Ameaça de guerra civil
A primeira resposta ao golpe foi uma campanha generalizada a nível nacional de desobediência civil e de manifestações pacíficas. A repressão tem estado a provocar uma resistência mais musculada, sobretudo face à violência aparentemente aleatória.

O Myanmar Now, um jornal independente, noticiou que os soldados abateram a tiro um pastor batista que tentava apagar um incêndio provocado por confrontos com militares. O seu corpo foi encontrado sem o dedo anelar da mão esquerda, referiu o responsável pela Associação de Igrejas Batistas de Thantlang, afirmando que as tropas deviam ter-lhe roubado a aliança de casamento.

Um movimento de resistência popular armada está a ganhar força, com a população civil a pegar em armas para defender as suas áreas de residência da repressão militar.

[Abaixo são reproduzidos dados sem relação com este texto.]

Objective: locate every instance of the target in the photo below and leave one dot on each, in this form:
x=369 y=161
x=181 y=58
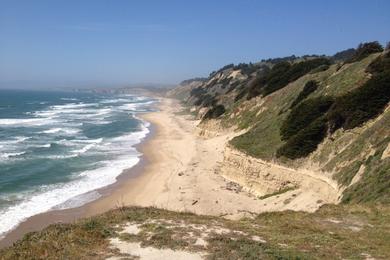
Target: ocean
x=57 y=148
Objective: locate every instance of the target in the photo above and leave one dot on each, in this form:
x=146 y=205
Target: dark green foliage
x=296 y=71
x=305 y=141
x=240 y=95
x=375 y=181
x=233 y=86
x=256 y=87
x=207 y=100
x=197 y=92
x=344 y=55
x=365 y=49
x=245 y=68
x=303 y=115
x=362 y=104
x=214 y=112
x=281 y=74
x=320 y=68
x=278 y=60
x=309 y=88
x=225 y=81
x=380 y=64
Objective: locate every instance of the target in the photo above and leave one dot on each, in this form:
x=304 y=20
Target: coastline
x=69 y=215
x=179 y=170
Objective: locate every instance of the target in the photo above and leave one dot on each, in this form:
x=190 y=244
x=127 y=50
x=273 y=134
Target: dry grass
x=349 y=232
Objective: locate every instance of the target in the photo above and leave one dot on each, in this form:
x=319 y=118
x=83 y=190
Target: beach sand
x=178 y=171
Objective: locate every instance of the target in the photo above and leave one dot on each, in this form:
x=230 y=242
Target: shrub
x=362 y=104
x=344 y=55
x=214 y=112
x=364 y=50
x=309 y=88
x=197 y=92
x=303 y=115
x=287 y=74
x=380 y=64
x=207 y=100
x=305 y=141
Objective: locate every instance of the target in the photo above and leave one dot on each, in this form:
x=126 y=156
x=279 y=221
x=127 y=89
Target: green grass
x=333 y=232
x=281 y=191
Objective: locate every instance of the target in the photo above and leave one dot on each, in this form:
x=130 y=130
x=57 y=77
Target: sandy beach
x=179 y=171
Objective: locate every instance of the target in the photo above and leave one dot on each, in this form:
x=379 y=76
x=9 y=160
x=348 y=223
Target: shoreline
x=39 y=221
x=180 y=170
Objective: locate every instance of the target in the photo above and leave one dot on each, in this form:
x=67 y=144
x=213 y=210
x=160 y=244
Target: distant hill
x=329 y=114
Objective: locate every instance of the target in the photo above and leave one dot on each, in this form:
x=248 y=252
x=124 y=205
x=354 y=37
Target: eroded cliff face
x=266 y=178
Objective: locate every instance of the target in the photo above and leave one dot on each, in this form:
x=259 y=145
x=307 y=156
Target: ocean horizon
x=58 y=148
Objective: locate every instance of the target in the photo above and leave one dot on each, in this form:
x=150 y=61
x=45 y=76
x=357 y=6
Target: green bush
x=214 y=112
x=364 y=50
x=280 y=79
x=380 y=64
x=362 y=104
x=309 y=88
x=305 y=141
x=344 y=55
x=303 y=115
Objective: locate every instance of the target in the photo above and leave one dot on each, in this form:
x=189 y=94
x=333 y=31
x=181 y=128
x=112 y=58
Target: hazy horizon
x=97 y=43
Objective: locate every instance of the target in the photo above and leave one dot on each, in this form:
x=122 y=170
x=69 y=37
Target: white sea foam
x=10 y=155
x=63 y=194
x=69 y=99
x=43 y=146
x=65 y=119
x=25 y=121
x=55 y=130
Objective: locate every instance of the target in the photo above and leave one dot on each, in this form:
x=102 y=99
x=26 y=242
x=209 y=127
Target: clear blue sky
x=117 y=42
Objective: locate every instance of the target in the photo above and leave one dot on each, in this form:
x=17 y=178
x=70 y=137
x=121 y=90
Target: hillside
x=286 y=158
x=328 y=116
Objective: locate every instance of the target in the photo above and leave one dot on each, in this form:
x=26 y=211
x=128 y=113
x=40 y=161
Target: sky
x=70 y=42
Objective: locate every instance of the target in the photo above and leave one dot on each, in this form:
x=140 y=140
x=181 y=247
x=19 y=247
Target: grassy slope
x=348 y=232
x=263 y=139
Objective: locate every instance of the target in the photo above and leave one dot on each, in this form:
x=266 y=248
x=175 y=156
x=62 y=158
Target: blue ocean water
x=56 y=148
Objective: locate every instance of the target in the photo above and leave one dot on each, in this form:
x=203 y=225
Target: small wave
x=59 y=194
x=25 y=122
x=43 y=146
x=69 y=99
x=10 y=155
x=72 y=105
x=61 y=130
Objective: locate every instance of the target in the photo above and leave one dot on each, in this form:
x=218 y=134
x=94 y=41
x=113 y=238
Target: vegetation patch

Bachelet alertou para a “possibilidade alarmante de uma guerra civil desenfreada”.

As tropas da junta têm sido cada vez mais atacadas desde que um governo paralelo autoproclamado por políticos pró-democracia declarou no início deste mês uma “guerra de defesa” contra os militares.

Nos últimos dias virtualmente toda a população de uma localidade no ocidente do país, habitada por cerca de 7.500 pessoas, foi forçada a fugir dos combates entre os militares e os seus opositores, de acordo com a imprensa.

O Global New Light de Myanmar, controlado pela junta, referiu que os soldados tinham sofrido uma emboscada por parte de “uns 100 terroristas”, durante uma patrulha em Thantlang, no estado de Chin, perto da fronteira com a Índia.
Milhões de refugiados
Um residente sob anonimato afirmou à Agência France Press que a população começou a fugir segunda-feira quando os “soldados começaram a disparar ao acaso contra as janelas” das casas da localidade. “Toda a gente fugiu”, afirmou, revelando que ele próprio se refugiou numa aldeia próxima, juntamente com 500 outras pessoas. Muitas outras pessoas já atravessaram a fronteira para a Índia, acrescentou.

Outra residente contou que andou três dias com os pais idosos para chegar à Índia, após os militares lhes terem bombardeado a casa e os combates escalarem a toda a volta. “Nunca pensei em abandonar a minha casa, mesmo depois de os militares a bombardearem, mas as coisas pioraram e acabei por ter de fugir”, afirmou também à AFP, igualmente sem se identificar. O porta-voz da junta, Zaw Min Tun, rejeitou os relatos como notícias falsas e disse que 20 casas e um edifício governamental tinham sido destruídos num incêndio após confrontos dia 18 de setembro.

Andrews apelou ao Conselho da ONU para aumentar a ajuda humanitária a mais de três milhões de pessoas em Myanmar que necessitam de apoio. Só devido às ações da junta mais de 230 mil civis perderam as suas casas e são agora deslocados no próprio país.

“É necessário um maior compromisso da comunidade internacional de forma a garantir que o auxílio chegue a quem precisa dele”, afirmou o relator especial para Myanmar. “As organizações civis birmanesas que estão a salvar vidas precisam e merecem o nosso apoio. O Plano da ONU 2021 de Resposta Humanitária a Myanmar recebeu até agora somente 46 por cento dos fundos requisitados. Podemos e devemos fazer melhor”.